Still, Manfred said the solution isn’t as simple as scheduling early-season games in domes and warm-weather cities.
“No teams are going to want to start the season on the road for a couple of weeks,” Manfred said. “In fact, the Basic Agreement prohibits a trip that long. Equally important, the domed and warm-weather markets don’t want that many games early in the year. Whether you have a dome or it’s warm weather, until school gets out they are tougher dates. We will do everything possible to try to schedule in a way that minimizes weather damage. It’s in our interest to do that. But there are real limitations in the schedule.”
Manfred’s schedule in Toronto included a meeting with Blue Jays president Mark Shapiro and separate sessions with representatives of team owner Rogers Communications Inc., including chairman Edward Rogers.
Renovations to Rogers Centre, Toronto’s home since June 1989, were among the items on Manfred’s agenda.
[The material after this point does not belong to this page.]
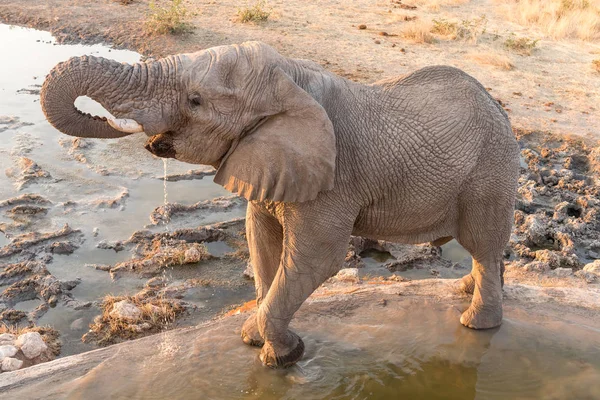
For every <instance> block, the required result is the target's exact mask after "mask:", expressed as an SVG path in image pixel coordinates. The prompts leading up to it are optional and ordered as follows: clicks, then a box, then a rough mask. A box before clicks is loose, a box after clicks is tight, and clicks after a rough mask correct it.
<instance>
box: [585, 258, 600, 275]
mask: <svg viewBox="0 0 600 400" xmlns="http://www.w3.org/2000/svg"><path fill="white" fill-rule="evenodd" d="M583 271H585V272H589V273H592V274H594V275H596V276H597V277H600V260H594V262H591V263H589V264H586V265H585V267H583Z"/></svg>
“Given the passage of time, the building is probably out of date in terms of the amenities that are available in many of our ballparks,” Manfred said. “While the building is fundamentally sound, I think it needs an update to make it as economically viable as possible.”
Manfred tries to visit as many big league teams as he can each season and, having not been to Toronto last year, was eager to come early this season. The timing of his trip was unrelated to Monday’s deadly attack in Toronto, in which 10 people were killed and 14 injured when a driver deliberately struck pedestrians with a van along a busy sidewalk.
“All of us at Major League Baseball were devastated,” Manfred said. “You were in our thoughts all day yesterday and will remain there for some time. I hope that maybe our game tonight will provide a little bit of the beginning of a healing process that will be important for this city.”
A blue banner reading #TORONTOSTRONG was hung from the second deck in center field before Tuesday night’s game, Toronto’s first since the deadly incident. Similar signs were hung on the wall behind home plate, and the team honored the victims and first responders who helped at the scene of the attack before the first pitch.